Cautionary Statement Regarding Forward-Looking Statements
This press release contains “forward-looking statements” within the
meaning of Section 27A of the Securities Act of 1933, as amended, and
Section 21E of the Securities Exchange Act of 1934, as amended. All
statements, other than historical facts, including but not limited to
statements regarding the expected timing of the closing of the proposed
transactions; the ability of the parties to complete the proposed
transactions considering the various closing conditions, including
approval from the U.S. Small Business Administration (“SBA”); the
intention of Rand Capital and Rand Capital SBIC, Inc. (“Rand SBIC”) to
elect to be taxed as a regulated investment companies for U.S. federal
tax purposes; the intention to declare and pay a special cash and stock
dividend after the closing of the proposed transactions; the intention
to pay a regular cash dividend after the completion of the proposed
transactions; the expected benefits of the proposed transactions such as
a lower expense-to-asset ratio for Rand Capital, increased net
investment income, availability of additional resources, expanded access
to and sourcing platform for new investments and streamlining of
operations under the external management structure; the business
strategy of originating additional income producing investments; the
competitive ability and position of Rand Capital following completion of
the proposed transactions; and any assumptions underlying any of the
foregoing, are forward-looking statements.
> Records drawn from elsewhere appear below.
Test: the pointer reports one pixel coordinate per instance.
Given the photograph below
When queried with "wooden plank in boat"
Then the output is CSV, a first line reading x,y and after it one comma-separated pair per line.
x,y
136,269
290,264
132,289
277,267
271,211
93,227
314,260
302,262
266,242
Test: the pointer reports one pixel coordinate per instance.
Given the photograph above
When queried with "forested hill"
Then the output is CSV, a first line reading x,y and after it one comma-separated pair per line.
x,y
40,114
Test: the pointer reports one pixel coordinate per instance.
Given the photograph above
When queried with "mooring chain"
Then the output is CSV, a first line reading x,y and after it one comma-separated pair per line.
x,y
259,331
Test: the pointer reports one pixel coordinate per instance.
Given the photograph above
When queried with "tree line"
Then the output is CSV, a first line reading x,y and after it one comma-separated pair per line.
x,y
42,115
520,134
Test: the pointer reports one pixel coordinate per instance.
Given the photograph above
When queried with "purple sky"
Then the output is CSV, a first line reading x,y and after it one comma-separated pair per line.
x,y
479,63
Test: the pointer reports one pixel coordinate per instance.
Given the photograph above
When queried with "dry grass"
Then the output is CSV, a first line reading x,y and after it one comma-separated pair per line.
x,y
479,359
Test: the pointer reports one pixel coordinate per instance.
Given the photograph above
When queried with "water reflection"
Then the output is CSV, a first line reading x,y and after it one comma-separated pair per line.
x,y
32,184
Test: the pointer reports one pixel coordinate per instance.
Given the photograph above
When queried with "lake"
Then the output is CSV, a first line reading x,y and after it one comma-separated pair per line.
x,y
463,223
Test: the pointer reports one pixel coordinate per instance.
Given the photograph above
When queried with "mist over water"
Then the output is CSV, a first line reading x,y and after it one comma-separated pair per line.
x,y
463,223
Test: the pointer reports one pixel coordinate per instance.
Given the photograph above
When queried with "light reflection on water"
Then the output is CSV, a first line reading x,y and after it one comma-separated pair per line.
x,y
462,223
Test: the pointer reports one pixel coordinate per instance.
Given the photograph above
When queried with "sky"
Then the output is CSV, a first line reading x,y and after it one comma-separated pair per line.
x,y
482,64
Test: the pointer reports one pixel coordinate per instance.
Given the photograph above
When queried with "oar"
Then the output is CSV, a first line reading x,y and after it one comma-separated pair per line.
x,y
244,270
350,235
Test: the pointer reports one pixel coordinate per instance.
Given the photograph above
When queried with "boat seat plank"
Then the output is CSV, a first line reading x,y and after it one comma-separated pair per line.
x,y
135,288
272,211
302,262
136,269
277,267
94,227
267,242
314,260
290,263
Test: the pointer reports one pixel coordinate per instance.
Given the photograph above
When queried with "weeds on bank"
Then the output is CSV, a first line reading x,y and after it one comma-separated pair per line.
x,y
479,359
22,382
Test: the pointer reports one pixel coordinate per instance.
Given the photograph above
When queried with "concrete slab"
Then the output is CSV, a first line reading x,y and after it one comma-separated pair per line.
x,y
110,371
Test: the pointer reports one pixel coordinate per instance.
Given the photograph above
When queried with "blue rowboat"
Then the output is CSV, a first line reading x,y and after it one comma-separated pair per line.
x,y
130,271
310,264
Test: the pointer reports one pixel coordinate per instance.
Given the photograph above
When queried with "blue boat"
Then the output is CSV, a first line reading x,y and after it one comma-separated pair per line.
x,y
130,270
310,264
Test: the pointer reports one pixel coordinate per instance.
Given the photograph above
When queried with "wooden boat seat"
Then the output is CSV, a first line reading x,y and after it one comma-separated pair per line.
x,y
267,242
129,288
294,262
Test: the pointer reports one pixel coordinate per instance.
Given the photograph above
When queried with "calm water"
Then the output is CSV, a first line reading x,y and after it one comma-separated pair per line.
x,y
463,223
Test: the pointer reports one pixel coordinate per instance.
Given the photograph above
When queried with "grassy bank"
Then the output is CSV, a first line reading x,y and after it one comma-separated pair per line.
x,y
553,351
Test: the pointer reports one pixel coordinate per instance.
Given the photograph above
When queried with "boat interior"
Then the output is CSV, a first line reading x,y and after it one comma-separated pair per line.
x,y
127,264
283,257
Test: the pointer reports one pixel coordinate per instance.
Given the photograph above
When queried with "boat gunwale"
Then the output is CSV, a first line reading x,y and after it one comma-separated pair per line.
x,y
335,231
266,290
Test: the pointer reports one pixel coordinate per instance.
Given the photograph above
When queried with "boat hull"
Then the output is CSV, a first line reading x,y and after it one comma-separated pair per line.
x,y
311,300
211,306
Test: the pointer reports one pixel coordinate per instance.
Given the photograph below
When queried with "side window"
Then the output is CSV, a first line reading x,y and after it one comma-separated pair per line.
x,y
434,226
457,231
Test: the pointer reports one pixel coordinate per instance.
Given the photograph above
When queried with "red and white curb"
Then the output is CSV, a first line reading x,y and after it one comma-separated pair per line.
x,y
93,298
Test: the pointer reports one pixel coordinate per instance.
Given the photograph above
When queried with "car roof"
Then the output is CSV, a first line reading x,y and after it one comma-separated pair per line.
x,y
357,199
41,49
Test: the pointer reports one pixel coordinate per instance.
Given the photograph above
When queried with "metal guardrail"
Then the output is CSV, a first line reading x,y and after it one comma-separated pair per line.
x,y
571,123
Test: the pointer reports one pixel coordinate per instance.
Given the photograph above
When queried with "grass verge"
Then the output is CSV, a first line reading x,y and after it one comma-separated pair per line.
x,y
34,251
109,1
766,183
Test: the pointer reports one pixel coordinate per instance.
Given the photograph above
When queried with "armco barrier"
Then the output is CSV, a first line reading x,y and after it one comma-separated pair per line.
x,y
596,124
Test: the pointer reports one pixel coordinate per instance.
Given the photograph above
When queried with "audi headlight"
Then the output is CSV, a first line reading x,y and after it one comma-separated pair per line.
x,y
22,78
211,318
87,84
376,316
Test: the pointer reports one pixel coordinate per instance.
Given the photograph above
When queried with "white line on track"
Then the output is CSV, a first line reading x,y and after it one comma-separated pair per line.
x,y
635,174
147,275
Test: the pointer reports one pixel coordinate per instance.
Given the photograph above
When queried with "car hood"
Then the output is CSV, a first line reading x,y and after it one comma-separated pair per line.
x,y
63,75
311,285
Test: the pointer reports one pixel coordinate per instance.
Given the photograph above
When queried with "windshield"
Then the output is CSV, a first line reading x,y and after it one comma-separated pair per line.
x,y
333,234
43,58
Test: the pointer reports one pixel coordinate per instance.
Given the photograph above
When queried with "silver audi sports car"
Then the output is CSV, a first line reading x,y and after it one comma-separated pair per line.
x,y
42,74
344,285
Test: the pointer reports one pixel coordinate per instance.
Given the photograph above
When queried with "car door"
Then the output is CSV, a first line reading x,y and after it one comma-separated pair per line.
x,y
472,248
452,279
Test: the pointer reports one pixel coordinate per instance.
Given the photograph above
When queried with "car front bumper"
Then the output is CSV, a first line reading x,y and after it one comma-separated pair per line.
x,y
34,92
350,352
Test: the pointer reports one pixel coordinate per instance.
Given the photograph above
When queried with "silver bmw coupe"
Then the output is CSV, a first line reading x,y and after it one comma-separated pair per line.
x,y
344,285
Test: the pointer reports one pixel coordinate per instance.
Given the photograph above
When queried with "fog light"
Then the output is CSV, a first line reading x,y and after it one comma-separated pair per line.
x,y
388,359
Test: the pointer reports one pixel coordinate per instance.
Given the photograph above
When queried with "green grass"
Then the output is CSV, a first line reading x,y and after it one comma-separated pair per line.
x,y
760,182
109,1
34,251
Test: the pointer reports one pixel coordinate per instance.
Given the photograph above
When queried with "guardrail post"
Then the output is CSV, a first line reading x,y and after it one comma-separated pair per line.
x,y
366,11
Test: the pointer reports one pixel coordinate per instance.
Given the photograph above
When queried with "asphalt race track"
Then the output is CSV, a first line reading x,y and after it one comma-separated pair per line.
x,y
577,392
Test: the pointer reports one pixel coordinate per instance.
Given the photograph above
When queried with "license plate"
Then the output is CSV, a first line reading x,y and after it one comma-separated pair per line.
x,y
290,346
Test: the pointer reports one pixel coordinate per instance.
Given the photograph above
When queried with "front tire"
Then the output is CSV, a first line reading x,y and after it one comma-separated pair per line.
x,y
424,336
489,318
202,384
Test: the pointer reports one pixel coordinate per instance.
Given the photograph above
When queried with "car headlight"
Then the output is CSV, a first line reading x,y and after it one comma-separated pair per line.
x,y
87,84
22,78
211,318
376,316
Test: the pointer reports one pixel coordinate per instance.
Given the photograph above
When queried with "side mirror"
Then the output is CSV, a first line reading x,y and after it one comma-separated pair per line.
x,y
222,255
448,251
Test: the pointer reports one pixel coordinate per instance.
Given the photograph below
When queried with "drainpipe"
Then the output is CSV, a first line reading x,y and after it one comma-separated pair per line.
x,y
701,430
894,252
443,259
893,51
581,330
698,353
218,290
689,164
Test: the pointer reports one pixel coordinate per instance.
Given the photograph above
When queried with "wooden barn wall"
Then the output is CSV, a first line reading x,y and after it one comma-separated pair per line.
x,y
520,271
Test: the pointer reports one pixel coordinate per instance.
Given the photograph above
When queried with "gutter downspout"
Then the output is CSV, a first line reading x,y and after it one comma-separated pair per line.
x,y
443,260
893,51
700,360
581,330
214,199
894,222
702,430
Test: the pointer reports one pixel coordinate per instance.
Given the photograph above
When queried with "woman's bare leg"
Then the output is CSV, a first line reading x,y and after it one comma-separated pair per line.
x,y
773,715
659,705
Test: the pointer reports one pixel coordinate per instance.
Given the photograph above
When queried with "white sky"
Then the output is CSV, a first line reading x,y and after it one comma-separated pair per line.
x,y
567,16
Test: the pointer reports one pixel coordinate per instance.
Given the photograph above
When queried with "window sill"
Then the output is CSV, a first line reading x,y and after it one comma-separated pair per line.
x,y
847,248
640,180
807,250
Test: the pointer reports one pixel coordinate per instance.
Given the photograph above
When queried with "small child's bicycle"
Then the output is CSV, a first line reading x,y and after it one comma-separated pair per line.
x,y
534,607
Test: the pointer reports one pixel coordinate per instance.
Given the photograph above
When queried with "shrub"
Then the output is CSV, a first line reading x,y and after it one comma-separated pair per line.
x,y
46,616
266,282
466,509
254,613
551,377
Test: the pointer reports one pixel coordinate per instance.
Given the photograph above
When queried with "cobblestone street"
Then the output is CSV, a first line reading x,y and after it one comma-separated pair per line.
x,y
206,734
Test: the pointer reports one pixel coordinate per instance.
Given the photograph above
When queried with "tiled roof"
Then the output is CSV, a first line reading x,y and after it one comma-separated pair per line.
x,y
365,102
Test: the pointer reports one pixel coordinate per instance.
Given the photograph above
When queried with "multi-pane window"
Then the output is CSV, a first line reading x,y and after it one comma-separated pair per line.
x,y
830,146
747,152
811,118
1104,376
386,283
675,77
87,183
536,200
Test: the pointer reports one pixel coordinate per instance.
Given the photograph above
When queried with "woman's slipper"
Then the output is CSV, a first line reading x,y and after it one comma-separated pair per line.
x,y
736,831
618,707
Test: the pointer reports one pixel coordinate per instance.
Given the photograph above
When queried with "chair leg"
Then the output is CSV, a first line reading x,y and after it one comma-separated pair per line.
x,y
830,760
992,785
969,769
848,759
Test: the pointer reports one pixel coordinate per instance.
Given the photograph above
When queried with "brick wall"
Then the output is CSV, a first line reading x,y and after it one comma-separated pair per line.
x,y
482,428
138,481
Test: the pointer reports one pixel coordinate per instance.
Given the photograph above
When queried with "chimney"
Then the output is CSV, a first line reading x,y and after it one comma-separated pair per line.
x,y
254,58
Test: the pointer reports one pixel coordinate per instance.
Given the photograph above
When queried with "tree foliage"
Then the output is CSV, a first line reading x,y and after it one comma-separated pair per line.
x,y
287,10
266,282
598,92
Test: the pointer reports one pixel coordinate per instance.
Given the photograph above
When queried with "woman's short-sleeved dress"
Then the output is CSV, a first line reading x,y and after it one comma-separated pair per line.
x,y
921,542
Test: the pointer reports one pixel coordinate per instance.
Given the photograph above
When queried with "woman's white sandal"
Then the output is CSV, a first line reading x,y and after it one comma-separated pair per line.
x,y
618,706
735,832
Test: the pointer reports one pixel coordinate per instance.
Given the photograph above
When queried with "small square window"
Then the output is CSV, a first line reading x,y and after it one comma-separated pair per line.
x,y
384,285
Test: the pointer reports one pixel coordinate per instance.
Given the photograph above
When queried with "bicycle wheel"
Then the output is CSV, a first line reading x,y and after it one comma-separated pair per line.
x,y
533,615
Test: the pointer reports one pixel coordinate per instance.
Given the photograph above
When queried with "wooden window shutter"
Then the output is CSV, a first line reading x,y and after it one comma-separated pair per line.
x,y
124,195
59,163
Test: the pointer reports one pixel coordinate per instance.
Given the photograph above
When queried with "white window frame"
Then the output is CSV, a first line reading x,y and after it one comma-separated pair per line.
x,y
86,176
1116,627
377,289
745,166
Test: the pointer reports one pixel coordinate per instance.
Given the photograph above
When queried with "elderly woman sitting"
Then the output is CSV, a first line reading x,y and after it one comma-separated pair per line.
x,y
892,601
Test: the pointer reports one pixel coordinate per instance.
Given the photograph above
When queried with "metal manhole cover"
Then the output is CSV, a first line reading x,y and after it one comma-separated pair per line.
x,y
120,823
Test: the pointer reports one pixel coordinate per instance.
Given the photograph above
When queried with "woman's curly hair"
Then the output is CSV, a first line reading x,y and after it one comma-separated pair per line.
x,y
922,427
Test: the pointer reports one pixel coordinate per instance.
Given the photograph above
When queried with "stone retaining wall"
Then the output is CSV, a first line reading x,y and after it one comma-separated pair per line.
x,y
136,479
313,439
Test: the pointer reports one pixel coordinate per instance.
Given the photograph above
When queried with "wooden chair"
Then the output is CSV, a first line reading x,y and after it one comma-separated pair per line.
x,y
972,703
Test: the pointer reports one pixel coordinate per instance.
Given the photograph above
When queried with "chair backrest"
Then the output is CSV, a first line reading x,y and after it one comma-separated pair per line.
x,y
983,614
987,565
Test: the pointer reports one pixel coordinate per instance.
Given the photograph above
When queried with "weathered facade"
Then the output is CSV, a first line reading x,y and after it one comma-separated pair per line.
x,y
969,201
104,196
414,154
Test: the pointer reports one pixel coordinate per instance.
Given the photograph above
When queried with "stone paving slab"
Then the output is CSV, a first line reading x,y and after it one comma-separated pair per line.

Forward-looking statements
concern future circumstances and results and other statements that are
not historical facts and are sometimes identified by the words “may,”
“will,” “should,” “potential,” “intend,” “expect,” “endeavor,” “seek,”
“anticipate,” “estimate,” “overestimate,” “underestimate,” “believe,”
“could,” “project,” “predict,” “continue,” “target” or other similar
words or expressions. Should one or more of these risks or uncertainties
materialize, or should underlying assumptions prove to be incorrect,
actual results may vary materially from those indicated or anticipated
by such forward-looking statements. The inclusion of such statements
should not be regarded as a representation that such plans, estimates or
expectations will be achieved. Important factors that could cause actual
results to differ materially from such plans, estimates or expectations
include, among others, (1) that one or more closing conditions to the
stock purchase may not be satisfied or waived, on a timely basis or
otherwise, including that the SBA may not approve the proposed
transactions; (2) the risk that the proposed transactions may not be
completed in the time frame expected by parties, or at all; (3) the risk
that Rand Capital and/or Rand SBIC may be unable to fulfill the
conditions required in order to elect to be treated as a regulated
investment company for U.S. tax purposes; (4) uncertainty of the
expected financial performance of Rand Capital following completion of
the proposed transactions; (5) failure to realize the anticipated
benefits of the proposed transactions, including as a result of delay in
completing the proposed transactions; (6) the risk that the board of
directors of Rand Capital is unable or unwilling to declare and pay the
special cash and stock dividend or pay quarterly dividends on a going
forward basis; (7) the occurrence of any event that could give rise to
termination of the stock purchase agreement; (8) the risk that
shareholder litigation in connection with the proposed transactions may
affect the timing or occurrence of the contemplated transactions or
result in significant costs of defense, indemnification and liability;
(9) evolving legal, regulatory and tax regimes; (10) changes in general
economic and/or industry specific conditions; and (11) other risk
factors as detailed from time to time in Rand Capital’s reports filed
with the Securities and Exchange Commission (“SEC”), including Rand
Capital’s annual report on Form 10-K for the year ended December 31,
2018, later filed quarterly reports on Form 10-Q, the definitive proxy
statement for the proposed transactions and other documents filed with
the SEC. Consequently, such forward-looking statements should be
regarded as Rand Capital’s current plans, estimates and beliefs. Except
as required by applicable law, Rand Capital assumes no obligation to
update the forward-looking information contained in this release.